The Walk (PG-13, ***): The only really compelling reason to see this dramatization of French performance artist Philippe Petit’s famous stunt is for the walk itself, a beautifully realized recreation that puts the audience just over Petit’s shoulder as he walks across a cable strung between the twin towers of the World Trade Center. The rest of the movie is fairly inessential, as star Joseph Gordon-Levitt narrates his way through a conventional biopic. All these details are far more impressive coming from Petit himself in the Oscar-winning documentary Man on Wire— plus, the documentary has the added bonus of not subjecting us to Gordon-Levitt’s Pepé Le Pew-esque French accent. Gordon-Levitt recreates Petit’s ebullience and mischievousness, though, enough to maintain interest through the otherwise mildly tedious first half of the movie. When Petit and his coconspirators (including Charlotte Le Bon, James Badge Dale, and Ben Schwartz) arrive in New York to start plotting the caper, momentum begins to build toward the money shot. The finale is truly awe-inspiring, especially when enhanced by 3D effects that lend real depth to the 110-story plunge beneath Gordon-Levitt’s feet.
Also in or Coming to Local Theaters
> Bridge of Spies (PG-13): Steven Spielberg and Tom Hanks reunite in this Cold War-era tale about an American lawyer working in secret to free a pilot trapped in the Soviet Union. Featuring Amy Ryan and Alan Alda, with a script polished up by the Coen brothers.
> Crimson Peak (R): Guillermo del Toro embraces gothic horror in this ghost story about a house haunted with the terrible power of family secrets and tragedy. Featuring Jessica Chastain, Tom Hiddleston, Mia Wasikowska, and Charlie Hunnam.
> Goosebumps (PG): Jack Black plays a goofily fictionalized version of popular children’s writer R.L. Stine, whose soft-edged horror stories come to life in this gentle Halloween-themed comedy.

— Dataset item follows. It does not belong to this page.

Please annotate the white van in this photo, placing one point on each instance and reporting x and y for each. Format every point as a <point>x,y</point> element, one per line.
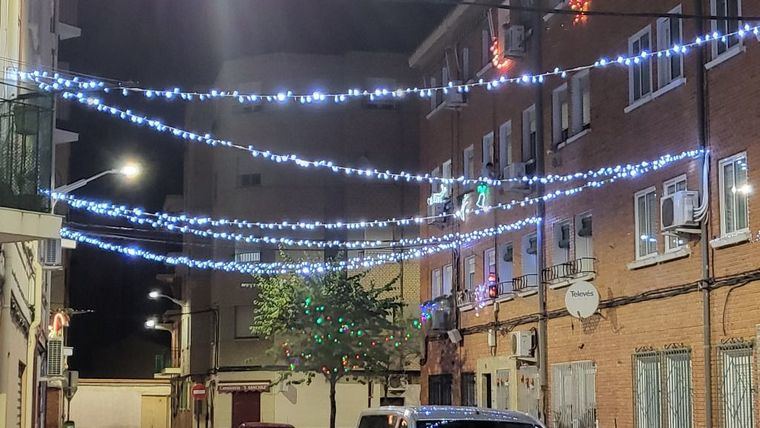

Hotel Transylvania II (PG): In this sequel to the family friendly animated comedy, Dracula (Adam Sandler) must help his human grandson embrace his inner monstrosity so he can keep working at the hotel staffed by famous beasts. Also featuring the voices of Andy Samberg, Kevin James, and Selena Gomez.
Pan (PG): Joe Wright (Atonement) directs this computer-effects heavy, Lord of the Rings-ified prequel about the origin of the boy who refused to grow up. Starring Levi Miller, Garrett Hedlund, Rooney Mara, and Hugh Jackman.
< War Room (PG): Christian-themed drama about an old person who fixes a broken modern family with her Jesus-based advice. Written and directed by Kirk Cameron cohort Alex Kendrick (Fireproof, Courageous).
> Woodlawn (PG): Christian faith helps African American football players overcome racism at a newly desegregated Alabama high school.